Form 8-K

 

 

UNITED STATES

SECURITIES AND EXCHANGE COMMISSION

Washington, D.C. 20549

 

 

FORM 8-K

 

 

CURRENT REPORT

PURSUANT TO SECTION 13 OR 15(d) OF THE

SECURITIES EXCHANGE ACT OF 1934

Date of Report (Date of earliest event reported)

September 28, 2010

 

 

GeoMet, Inc.

(Exact name of registrant as specified in its charter)

 

 

 

Delaware  

001-32960

  76-0662382

(State or Other Jurisdiction

of Incorporation)

 

(Commission

File Number)

 

(I.R.S. Employer

Identification No.)

909 Fannin, Suite 1850

Houston, Texas 77010

(Address of principal executive offices including Zip Code)

(713) 659-3855

(Registrant’s telephone number, including area code)

N.A.

(Former name or former address, if changed since last report)

 

 

Check the appropriate box below if the Form 8-K filing is intended to simultaneously satisfy the filing obligation of the registrant under any of the following provisions:

 

¨ Written communications pursuant to Rule 425 under the Securities Act (17 CFR 230.425)

 

¨ Soliciting material pursuant to Rule 14a-12 under the Exchange Act (17 CFR 240.14a-12)

 

¨ Pre-commencement communications pursuant to Rule 14d-2(b) under the Exchange Act (17 CFR 240.14d-2(b))

 

¨ Pre-commencement communications pursuant to Rule 13e-4(c) under the Exchange Act (17 CFR 240.13e-(c))

 

 

 


Item 3.01 Notice of Delisting or Failure to Satisfy a Continued Listing Rule or Standard; Transfer of Listing.

On September 28, 2010, GeoMet, Inc. (the “Company”) received a deficiency letter from the staff of The Nasdaq Stock Market, advising the Company that, for the previous 30 consecutive business days, the bid price for the Company’s common stock had closed below the minimum $1.00 per share required under NASDAQ Marketplace Rule 5450(a)(1) for continued listing on the NASDAQ Global Market. The notification letter states that the Company will be afforded 180 calendar days to regain compliance with the minimum bid price requirement. In order to regain compliance, the bid price of the Company’s common stock must close at $1.00 per share or more for a minimum of ten consecutive business days.
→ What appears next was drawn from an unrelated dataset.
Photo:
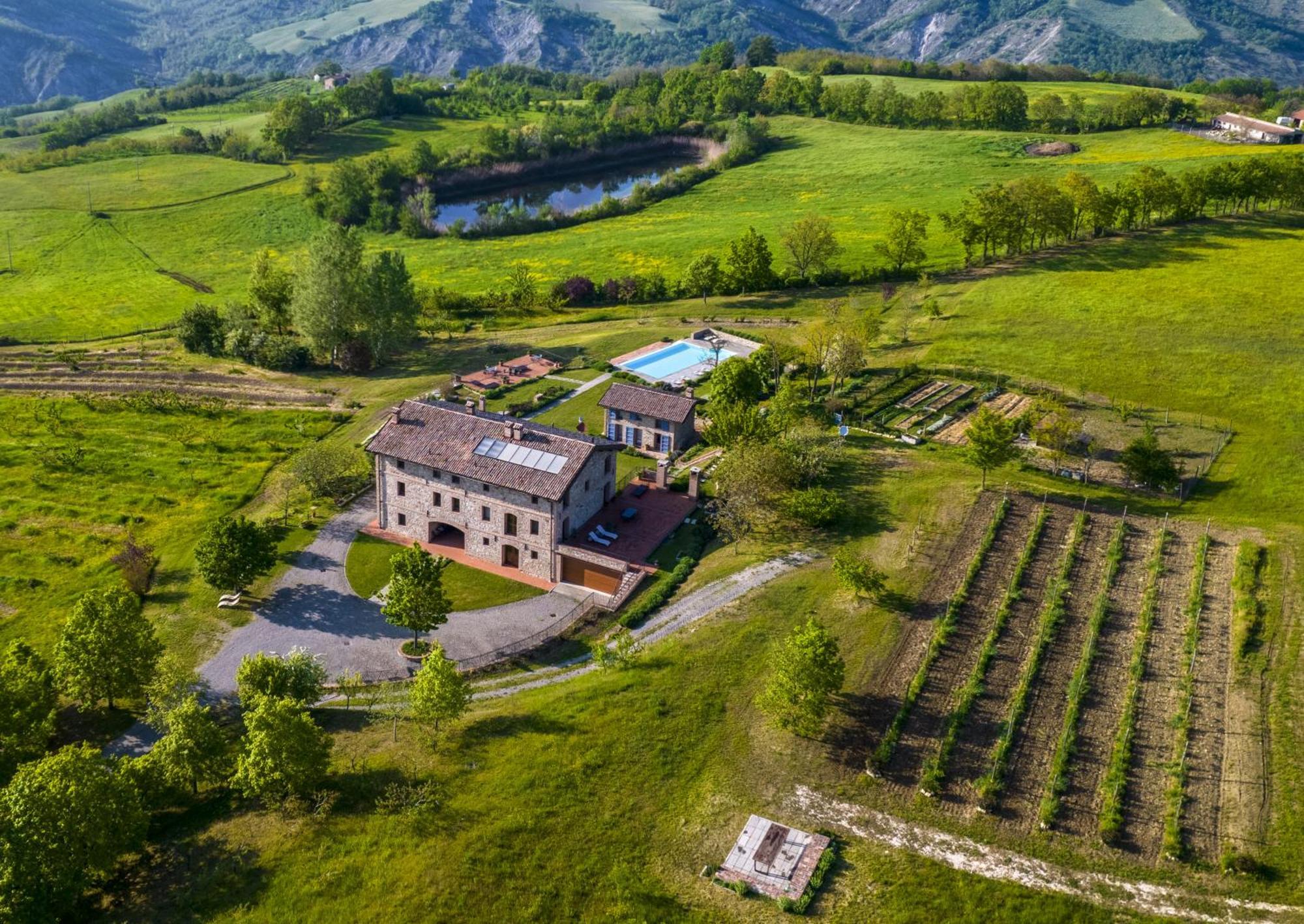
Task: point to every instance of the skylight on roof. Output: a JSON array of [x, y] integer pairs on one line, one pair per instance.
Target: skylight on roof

The initial grace period expires on March 28, 2011. In the event that the bid price deficiency is not cured by that time, the Company’s securities will be subject to delisting. An additional 180-day period will be available to regain compliance if the Company transfers its listing to the NASDAQ Capital Market and meets all other listing requirements. The Company intends to actively monitor the bid price for its common stock between now and March 28, 2011, and will consider all available options to resolve the deficiency and regain compliance with the NASDAQ Global Market minimum bid price requirement. The notification letter has no effect on the listing or trading of the Company’s common stock and preferred stock on the NASDAQ Global Market at this time.

 

Item 9.01. Financial Statements and Exhibits.

(d) Exhibits.

 

Exhibit No.

  

Document

99.1    Press Release dated October 4, 2010.


SIGNATURES

Pursuant to the requirements of the Securities Exchange Act of 1934, as amended, the registrant has duly caused this report to be signed on its behalf by the undersigned hereunto duly authorized.

 

    GeoMet, Inc.
    (Registrant)
Dated: October 4, 2010     By:  

/S/ William C. Rankin

    Name:   William C. Rankin
    Title:   Executive Vice President and Chief Financial Officer


INDEX TO EXHIBITS

 

Exhibit No.

  

Document

99.1    Press Release dated October 4, 2010.